EU nations agreed new rules for bank bailouts or “bail-ins” late Wednesday, to save taxpayers from paying for the rescue of ailing financial institutions, an official said.
“Big step tonight,” EU Commissioner Michel Barnier wrote on Twitter.
“Taxpayers no longer in front line to pay 4 banks mistakes,” he added.
“Banks will have to put money aside for rainy days. We are learning lessons of crisis,” he said after the agreement was reached by representatives of the European Parliament, the European Council — the EU’s executive arm — and the 28 member states.
The aim is to make European banks stronger so that they “can lend to the real economy,” he added.
The new directive will eventually dovetail with the EU’s “Banking Union”, which is currently being hammered out.

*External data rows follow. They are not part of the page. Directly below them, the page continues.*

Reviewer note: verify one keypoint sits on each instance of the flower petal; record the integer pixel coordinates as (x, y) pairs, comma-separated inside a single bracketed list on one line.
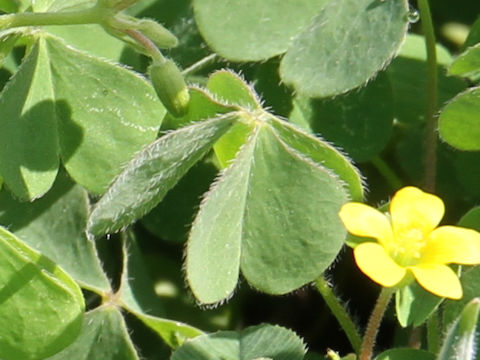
[(452, 244), (364, 220), (373, 260), (413, 208), (438, 279)]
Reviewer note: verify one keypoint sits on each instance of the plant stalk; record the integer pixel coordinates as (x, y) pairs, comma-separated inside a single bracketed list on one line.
[(433, 333), (432, 97), (373, 325), (92, 15), (340, 313)]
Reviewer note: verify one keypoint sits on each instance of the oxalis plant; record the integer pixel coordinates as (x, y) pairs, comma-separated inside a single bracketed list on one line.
[(254, 161)]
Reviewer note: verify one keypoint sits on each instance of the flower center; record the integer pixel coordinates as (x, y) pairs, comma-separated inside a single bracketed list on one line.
[(407, 246)]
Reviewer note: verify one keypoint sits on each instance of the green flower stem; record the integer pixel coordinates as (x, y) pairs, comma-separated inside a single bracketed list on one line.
[(199, 64), (432, 89), (386, 171), (93, 15), (147, 44), (340, 313), (374, 323), (433, 333)]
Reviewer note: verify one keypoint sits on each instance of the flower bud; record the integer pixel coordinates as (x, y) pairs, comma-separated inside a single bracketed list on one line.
[(170, 86)]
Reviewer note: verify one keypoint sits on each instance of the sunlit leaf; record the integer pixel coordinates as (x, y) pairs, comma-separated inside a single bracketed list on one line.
[(346, 45), (253, 30), (256, 342), (154, 171), (458, 122)]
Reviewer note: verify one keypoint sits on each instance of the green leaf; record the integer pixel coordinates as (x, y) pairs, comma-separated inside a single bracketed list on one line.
[(345, 46), (136, 295), (174, 333), (460, 341), (467, 172), (55, 226), (171, 219), (102, 102), (405, 354), (409, 83), (321, 153), (253, 30), (90, 38), (458, 122), (474, 35), (471, 290), (7, 42), (8, 6), (29, 163), (255, 342), (233, 90), (249, 220), (103, 336), (136, 288), (202, 106), (471, 219), (41, 304), (466, 63), (359, 122), (414, 305), (154, 171)]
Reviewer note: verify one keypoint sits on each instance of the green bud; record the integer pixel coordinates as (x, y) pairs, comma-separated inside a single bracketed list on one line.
[(170, 86), (161, 37)]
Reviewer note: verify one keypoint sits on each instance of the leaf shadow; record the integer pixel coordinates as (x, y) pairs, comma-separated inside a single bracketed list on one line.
[(14, 285), (37, 145), (376, 3)]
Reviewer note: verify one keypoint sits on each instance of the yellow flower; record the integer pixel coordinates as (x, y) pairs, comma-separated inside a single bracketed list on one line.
[(409, 241)]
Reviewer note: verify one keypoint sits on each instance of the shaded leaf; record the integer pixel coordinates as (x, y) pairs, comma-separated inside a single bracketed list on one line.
[(321, 153), (458, 122), (253, 30), (255, 342), (466, 63), (103, 336), (41, 304), (414, 305), (409, 83), (250, 220), (405, 354), (359, 122), (345, 46), (153, 172), (137, 296), (28, 125), (171, 219), (55, 226), (102, 125), (460, 340), (202, 106)]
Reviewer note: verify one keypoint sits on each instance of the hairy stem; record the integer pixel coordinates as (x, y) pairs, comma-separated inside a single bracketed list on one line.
[(374, 323), (92, 15), (433, 333), (386, 171), (432, 88), (340, 313)]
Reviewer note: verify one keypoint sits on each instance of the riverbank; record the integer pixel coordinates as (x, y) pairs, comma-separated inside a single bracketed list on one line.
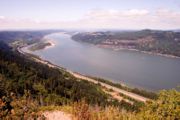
[(82, 77), (136, 50)]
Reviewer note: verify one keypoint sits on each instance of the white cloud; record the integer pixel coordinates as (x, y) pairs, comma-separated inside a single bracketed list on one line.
[(128, 19)]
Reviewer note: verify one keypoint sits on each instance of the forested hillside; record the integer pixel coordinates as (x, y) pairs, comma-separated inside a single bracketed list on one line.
[(28, 87), (164, 42)]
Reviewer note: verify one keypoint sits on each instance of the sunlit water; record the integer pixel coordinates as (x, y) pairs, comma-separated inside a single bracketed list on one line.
[(132, 68)]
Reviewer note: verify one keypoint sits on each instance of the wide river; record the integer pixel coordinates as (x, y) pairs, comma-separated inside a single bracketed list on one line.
[(132, 68)]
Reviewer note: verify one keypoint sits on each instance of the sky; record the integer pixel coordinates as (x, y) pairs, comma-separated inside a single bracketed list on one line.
[(89, 14)]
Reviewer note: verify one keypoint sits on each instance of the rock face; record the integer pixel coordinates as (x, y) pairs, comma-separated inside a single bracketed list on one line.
[(57, 115)]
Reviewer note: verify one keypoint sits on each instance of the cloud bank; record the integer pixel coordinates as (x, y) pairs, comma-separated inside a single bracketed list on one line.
[(112, 19)]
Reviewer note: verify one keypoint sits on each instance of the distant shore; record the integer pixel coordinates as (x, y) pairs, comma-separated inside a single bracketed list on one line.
[(146, 52), (83, 77)]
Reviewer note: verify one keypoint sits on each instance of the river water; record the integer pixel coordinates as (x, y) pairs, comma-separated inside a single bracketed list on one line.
[(132, 68)]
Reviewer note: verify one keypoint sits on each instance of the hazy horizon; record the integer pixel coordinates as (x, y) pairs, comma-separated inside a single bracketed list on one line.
[(83, 14)]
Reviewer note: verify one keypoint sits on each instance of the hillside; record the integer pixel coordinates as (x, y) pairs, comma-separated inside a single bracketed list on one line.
[(163, 42), (28, 88)]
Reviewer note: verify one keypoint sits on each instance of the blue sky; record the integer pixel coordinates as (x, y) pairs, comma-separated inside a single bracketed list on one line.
[(90, 13)]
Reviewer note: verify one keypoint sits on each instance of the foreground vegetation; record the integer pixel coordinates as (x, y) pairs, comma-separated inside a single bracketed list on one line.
[(166, 107), (28, 88)]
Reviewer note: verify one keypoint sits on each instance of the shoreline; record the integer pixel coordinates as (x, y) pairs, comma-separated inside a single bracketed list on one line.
[(83, 77), (136, 50)]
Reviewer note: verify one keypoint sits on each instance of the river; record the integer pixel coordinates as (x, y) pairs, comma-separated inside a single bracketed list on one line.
[(135, 69)]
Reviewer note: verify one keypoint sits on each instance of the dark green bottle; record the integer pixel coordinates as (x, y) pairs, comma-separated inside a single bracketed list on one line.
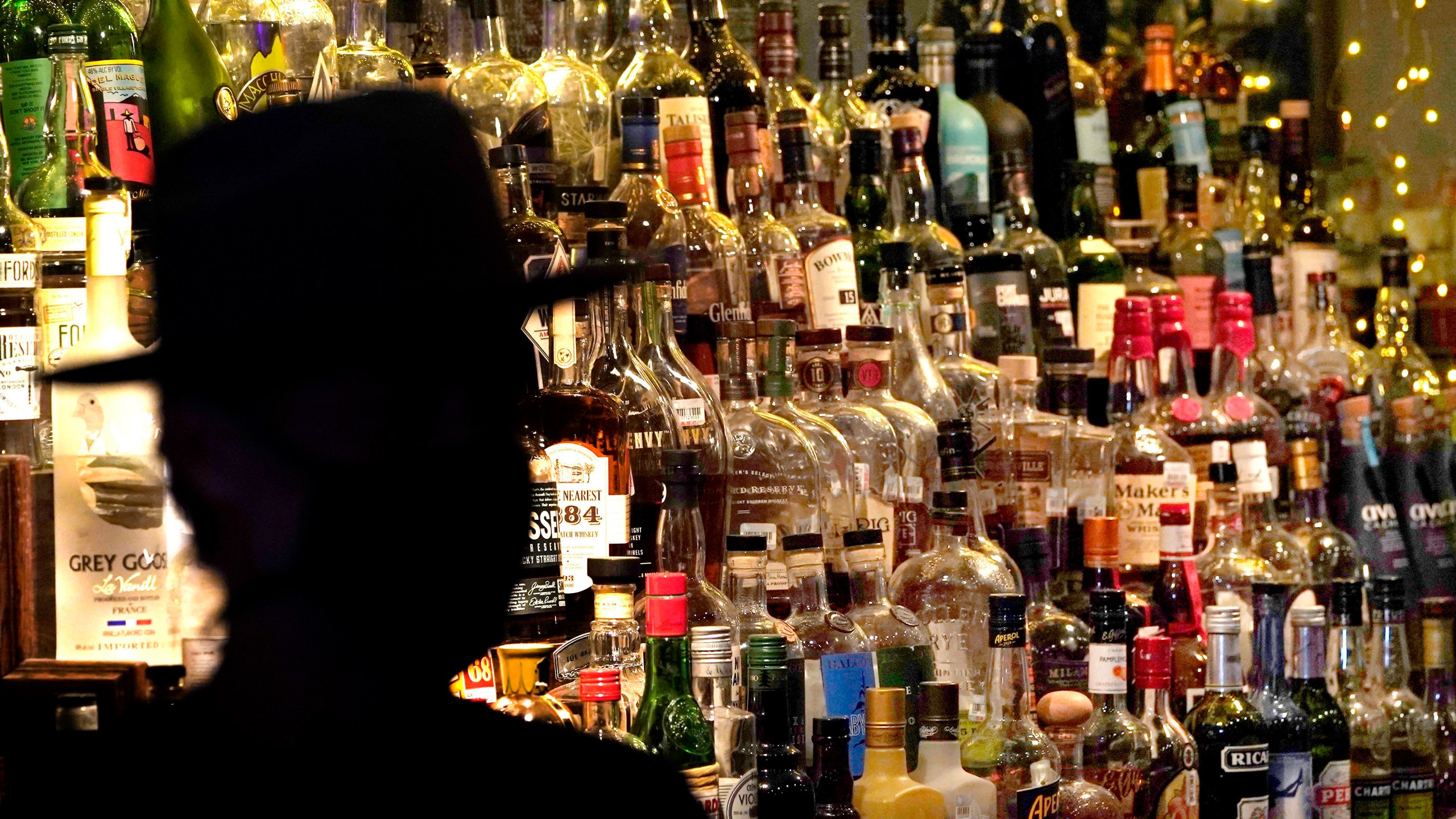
[(27, 79), (187, 85), (1330, 729), (1234, 744)]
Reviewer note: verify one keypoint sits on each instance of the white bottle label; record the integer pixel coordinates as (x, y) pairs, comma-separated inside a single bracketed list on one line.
[(833, 284), (583, 504)]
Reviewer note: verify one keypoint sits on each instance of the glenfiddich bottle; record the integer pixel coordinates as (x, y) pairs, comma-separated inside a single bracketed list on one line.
[(1234, 741)]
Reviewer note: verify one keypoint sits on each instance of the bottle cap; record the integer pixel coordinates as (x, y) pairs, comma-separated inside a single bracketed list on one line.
[(1153, 665), (601, 685), (940, 706)]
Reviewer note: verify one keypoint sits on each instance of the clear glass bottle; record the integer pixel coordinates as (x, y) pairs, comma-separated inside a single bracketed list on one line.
[(1010, 750), (495, 95), (839, 502), (1360, 696), (711, 657), (1413, 726)]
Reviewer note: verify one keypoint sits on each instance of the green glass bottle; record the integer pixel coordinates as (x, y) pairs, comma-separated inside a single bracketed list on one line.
[(670, 721), (187, 85), (27, 79)]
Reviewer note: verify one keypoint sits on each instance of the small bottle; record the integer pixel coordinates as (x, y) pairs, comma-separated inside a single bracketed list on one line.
[(886, 791), (833, 783), (1173, 779), (1330, 729), (1232, 737), (966, 795), (602, 707), (783, 786)]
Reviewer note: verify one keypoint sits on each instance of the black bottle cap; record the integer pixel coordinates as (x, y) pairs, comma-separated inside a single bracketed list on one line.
[(747, 544), (507, 156), (803, 541), (614, 570), (870, 333), (864, 538), (1346, 598)]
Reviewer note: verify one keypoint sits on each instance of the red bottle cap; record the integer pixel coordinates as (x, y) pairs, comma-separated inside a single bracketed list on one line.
[(601, 685), (1155, 660)]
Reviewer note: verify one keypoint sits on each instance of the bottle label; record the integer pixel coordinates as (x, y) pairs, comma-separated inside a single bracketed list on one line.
[(19, 391), (1333, 791), (61, 312), (27, 85), (123, 121), (1094, 136), (1107, 668), (583, 502), (1290, 786), (1138, 527), (833, 284), (1039, 802), (690, 111), (63, 234)]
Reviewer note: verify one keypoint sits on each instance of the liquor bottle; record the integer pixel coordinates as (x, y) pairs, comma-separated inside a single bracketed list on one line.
[(838, 664), (872, 384), (250, 40), (1010, 750), (965, 143), (120, 91), (1095, 274), (829, 254), (1147, 462), (1064, 714), (1330, 729), (580, 102), (1145, 140), (1289, 726), (771, 457), (783, 786), (839, 504), (615, 637), (1229, 730), (1436, 656), (1116, 748), (893, 86), (730, 78), (672, 723), (495, 91), (1173, 777), (886, 791), (736, 745), (1333, 554), (775, 264), (1428, 509), (940, 755), (522, 693), (918, 381), (1413, 726), (188, 85), (1360, 697), (912, 198), (868, 432), (110, 494), (1046, 268), (1401, 367), (584, 432), (657, 71), (867, 208), (602, 707), (833, 783)]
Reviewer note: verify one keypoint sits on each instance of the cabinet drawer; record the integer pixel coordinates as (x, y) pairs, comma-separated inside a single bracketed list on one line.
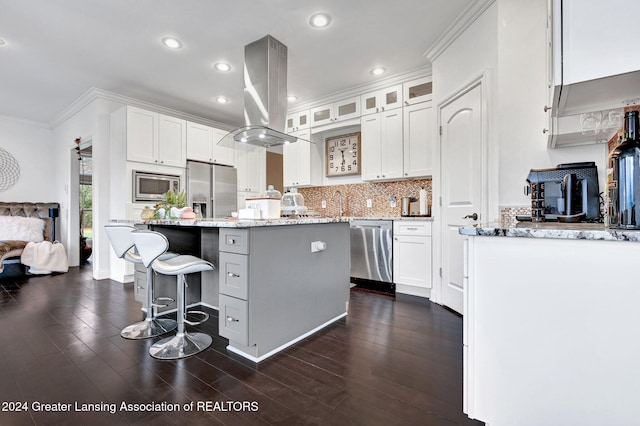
[(234, 319), (234, 275), (410, 227), (234, 240)]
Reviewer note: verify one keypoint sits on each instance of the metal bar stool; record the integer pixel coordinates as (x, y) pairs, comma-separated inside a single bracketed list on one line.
[(151, 245), (121, 239)]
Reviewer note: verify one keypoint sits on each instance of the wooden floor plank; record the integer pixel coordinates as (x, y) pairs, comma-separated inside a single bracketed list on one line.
[(389, 362)]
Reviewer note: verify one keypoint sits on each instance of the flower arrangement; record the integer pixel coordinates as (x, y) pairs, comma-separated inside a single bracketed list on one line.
[(171, 199)]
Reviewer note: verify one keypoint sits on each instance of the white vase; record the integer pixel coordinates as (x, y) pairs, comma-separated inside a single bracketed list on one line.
[(176, 212)]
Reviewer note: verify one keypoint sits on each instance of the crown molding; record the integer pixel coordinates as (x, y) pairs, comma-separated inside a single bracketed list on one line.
[(422, 71), (457, 27), (26, 122), (94, 94)]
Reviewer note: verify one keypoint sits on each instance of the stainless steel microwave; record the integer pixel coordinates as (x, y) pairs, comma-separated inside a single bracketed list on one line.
[(153, 186)]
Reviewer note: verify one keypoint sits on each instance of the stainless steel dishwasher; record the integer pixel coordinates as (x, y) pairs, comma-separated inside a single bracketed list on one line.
[(371, 255)]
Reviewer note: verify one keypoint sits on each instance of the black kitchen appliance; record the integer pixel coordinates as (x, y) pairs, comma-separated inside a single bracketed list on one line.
[(624, 177), (568, 192)]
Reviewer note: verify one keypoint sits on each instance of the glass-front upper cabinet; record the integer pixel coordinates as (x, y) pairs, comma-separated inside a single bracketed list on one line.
[(298, 121), (381, 100), (337, 111)]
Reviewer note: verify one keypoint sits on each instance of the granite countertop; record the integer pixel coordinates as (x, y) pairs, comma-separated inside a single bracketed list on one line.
[(250, 223), (569, 231)]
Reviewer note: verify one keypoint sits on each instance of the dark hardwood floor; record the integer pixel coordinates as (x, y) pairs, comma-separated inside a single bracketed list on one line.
[(390, 362)]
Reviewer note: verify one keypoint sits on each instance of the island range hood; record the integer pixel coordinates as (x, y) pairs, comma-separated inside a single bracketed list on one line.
[(265, 97)]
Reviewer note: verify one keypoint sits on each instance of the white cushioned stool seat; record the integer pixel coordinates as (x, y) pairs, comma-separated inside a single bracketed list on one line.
[(151, 245), (121, 239)]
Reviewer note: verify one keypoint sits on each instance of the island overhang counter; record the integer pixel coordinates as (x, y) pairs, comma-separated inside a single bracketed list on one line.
[(551, 323), (276, 281)]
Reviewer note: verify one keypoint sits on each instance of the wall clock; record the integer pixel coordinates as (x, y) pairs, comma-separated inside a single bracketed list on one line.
[(342, 156), (9, 170)]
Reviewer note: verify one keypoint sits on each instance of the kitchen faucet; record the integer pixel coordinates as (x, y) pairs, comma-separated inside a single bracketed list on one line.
[(340, 204)]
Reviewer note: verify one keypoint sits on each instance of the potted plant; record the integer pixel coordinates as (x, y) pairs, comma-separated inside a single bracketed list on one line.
[(173, 205)]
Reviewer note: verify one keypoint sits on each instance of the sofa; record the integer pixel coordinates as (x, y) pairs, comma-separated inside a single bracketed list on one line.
[(16, 233)]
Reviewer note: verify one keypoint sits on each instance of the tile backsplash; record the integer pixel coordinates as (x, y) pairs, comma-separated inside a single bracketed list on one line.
[(355, 197)]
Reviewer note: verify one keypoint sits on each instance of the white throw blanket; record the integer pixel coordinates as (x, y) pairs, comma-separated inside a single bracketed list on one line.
[(21, 228), (45, 257)]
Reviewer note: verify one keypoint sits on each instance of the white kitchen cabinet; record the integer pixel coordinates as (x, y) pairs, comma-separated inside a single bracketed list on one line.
[(302, 162), (298, 121), (172, 137), (338, 111), (141, 134), (593, 69), (418, 134), (418, 90), (202, 145), (251, 165), (155, 138), (382, 100), (412, 257), (382, 156)]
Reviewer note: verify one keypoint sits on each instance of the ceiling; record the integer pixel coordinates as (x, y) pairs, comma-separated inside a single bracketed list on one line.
[(55, 51)]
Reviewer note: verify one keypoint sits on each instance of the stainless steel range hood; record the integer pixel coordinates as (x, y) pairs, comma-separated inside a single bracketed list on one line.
[(265, 97)]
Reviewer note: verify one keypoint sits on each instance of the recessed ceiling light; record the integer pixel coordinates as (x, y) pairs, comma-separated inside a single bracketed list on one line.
[(320, 20), (221, 66), (172, 42)]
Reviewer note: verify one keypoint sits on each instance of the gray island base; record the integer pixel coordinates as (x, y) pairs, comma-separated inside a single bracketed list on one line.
[(273, 285)]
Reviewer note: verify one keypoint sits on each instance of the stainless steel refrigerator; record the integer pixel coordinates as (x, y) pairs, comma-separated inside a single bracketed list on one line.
[(212, 189)]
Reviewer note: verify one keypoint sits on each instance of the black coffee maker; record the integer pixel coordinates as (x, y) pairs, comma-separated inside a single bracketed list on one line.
[(569, 192)]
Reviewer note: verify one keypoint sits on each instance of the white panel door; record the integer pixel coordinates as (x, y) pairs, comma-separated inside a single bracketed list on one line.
[(172, 134), (461, 169), (418, 140), (142, 135), (199, 141), (391, 149)]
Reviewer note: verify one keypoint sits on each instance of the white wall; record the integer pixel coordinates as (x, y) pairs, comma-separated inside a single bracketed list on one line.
[(522, 95), (32, 145)]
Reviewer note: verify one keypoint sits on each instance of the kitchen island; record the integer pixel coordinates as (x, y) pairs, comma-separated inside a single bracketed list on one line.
[(276, 281), (551, 324)]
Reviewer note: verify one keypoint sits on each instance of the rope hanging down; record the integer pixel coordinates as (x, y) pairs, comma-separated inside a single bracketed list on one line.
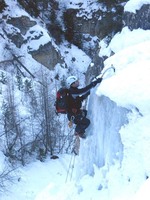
[(75, 152)]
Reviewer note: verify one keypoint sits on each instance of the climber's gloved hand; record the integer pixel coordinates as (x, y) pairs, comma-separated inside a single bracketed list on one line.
[(99, 80), (94, 83)]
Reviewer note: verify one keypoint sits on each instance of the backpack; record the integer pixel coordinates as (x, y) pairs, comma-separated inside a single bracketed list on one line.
[(62, 98)]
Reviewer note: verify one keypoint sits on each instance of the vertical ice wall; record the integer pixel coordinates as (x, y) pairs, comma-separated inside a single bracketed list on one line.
[(103, 144)]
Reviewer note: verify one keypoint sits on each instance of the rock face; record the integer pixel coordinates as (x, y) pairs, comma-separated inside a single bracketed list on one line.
[(140, 19), (47, 55), (75, 25)]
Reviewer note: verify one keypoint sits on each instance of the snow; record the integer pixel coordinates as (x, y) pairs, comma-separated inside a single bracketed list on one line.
[(114, 160), (133, 5)]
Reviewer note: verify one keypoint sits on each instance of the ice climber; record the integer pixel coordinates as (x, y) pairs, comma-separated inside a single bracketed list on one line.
[(77, 95)]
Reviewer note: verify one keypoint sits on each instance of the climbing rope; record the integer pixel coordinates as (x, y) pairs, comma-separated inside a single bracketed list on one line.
[(75, 152)]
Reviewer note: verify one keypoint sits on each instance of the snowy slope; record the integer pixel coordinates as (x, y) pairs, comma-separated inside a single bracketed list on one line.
[(114, 161)]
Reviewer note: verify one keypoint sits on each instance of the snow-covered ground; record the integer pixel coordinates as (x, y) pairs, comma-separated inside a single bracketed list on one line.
[(114, 161)]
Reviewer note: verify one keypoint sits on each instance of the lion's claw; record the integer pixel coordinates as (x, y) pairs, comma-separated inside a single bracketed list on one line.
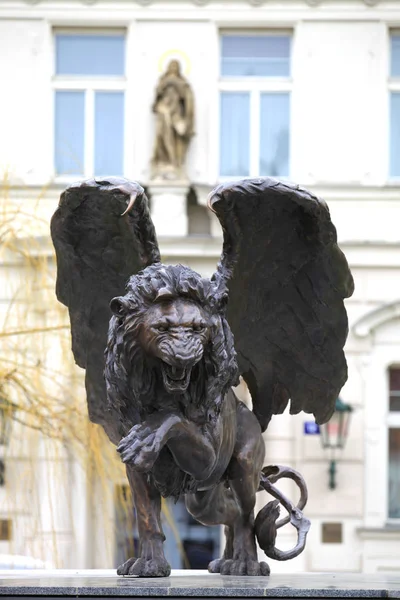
[(142, 567), (140, 447), (239, 567)]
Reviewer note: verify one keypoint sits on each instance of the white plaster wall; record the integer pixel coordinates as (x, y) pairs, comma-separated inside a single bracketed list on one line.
[(26, 101), (340, 102)]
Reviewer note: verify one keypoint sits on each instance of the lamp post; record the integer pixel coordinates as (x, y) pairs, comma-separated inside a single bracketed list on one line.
[(334, 435), (7, 410)]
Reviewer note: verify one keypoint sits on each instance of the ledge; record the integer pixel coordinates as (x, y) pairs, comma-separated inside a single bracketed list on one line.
[(196, 584)]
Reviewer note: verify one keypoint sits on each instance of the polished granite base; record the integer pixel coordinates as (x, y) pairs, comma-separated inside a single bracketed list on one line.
[(199, 584)]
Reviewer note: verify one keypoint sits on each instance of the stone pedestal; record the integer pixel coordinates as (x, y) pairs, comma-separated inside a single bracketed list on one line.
[(50, 585), (169, 208)]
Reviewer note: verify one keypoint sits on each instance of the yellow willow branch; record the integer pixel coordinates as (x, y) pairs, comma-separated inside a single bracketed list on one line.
[(33, 330)]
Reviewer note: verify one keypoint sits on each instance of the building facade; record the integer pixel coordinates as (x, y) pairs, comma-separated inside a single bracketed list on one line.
[(303, 90)]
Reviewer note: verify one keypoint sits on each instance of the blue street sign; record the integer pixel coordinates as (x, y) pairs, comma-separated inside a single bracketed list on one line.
[(311, 428)]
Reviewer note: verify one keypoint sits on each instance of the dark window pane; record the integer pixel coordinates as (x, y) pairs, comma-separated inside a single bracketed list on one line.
[(395, 134), (394, 473), (235, 134), (109, 133), (394, 387), (255, 55), (395, 56), (69, 132), (274, 135), (90, 54), (5, 530)]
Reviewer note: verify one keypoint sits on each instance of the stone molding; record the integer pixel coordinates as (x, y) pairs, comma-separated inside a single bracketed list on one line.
[(312, 3), (374, 319)]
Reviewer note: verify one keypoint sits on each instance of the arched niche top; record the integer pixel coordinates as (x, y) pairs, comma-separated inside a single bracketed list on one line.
[(374, 319)]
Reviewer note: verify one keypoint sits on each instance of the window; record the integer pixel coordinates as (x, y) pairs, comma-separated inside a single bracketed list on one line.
[(5, 530), (255, 104), (89, 101), (394, 87), (394, 443)]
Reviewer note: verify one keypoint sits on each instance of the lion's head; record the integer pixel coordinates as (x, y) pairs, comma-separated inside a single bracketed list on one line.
[(169, 330)]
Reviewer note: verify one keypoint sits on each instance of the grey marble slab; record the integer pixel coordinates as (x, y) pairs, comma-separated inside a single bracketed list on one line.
[(199, 584)]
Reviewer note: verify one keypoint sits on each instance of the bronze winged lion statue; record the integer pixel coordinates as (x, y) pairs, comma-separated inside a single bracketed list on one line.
[(162, 348)]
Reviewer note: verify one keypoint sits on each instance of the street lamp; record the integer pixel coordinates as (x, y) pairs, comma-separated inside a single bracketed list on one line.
[(7, 410), (334, 435)]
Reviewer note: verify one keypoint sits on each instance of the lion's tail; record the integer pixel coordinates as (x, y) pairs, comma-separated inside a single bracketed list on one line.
[(267, 524)]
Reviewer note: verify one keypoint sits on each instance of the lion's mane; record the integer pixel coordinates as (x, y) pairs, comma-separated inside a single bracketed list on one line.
[(129, 379)]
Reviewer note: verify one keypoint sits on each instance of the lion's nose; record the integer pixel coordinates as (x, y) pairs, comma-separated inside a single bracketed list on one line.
[(187, 353)]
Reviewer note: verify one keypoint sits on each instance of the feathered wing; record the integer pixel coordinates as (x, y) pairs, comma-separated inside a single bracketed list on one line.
[(286, 279), (98, 249)]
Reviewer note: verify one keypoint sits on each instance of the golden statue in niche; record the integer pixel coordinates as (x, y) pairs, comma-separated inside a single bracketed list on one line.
[(174, 110)]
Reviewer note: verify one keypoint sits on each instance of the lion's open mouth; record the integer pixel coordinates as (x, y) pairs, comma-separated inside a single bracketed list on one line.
[(176, 380)]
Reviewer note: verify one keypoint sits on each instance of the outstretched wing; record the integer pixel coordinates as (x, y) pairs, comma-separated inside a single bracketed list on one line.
[(98, 249), (287, 279)]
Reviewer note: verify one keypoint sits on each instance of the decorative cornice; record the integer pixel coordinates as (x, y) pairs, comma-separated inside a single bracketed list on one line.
[(374, 319), (312, 3)]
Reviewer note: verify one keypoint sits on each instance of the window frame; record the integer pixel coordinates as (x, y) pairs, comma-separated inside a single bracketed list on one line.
[(392, 422), (254, 86), (90, 84), (393, 87)]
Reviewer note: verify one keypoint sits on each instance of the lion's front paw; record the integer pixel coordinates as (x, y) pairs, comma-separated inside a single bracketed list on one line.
[(227, 566), (140, 447), (142, 567)]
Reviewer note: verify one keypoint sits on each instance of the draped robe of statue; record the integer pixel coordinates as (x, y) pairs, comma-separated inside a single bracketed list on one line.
[(174, 110)]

All countries now accept the principle that if banks get into difficulty, then it will not be the taxpayer but investors and creditors that bear the costs. But differences remain as to how to put that into practice.
EU ministerial talks in Brussels on Tuesday focused on a so-called Single Resolution Mechanism (SRM) that would step in to close a bank at risk before it could do too much damage to the wider economy.
The SRM would have a pot of cash at its disposal — funded eventually by the banks themselves — to cover the cost involved so the taxpayer does not have to pick up the bill.
The SRM would follow an already agreed Single Supervisory Mechanism that the European Central Bank will run to oversee the top 130 or so eurozone banks directly, and thousands more indirectly via national authorities.
While all agree in principle, the political issues are fraught since the new system would effectively hand control of national banks to the EU.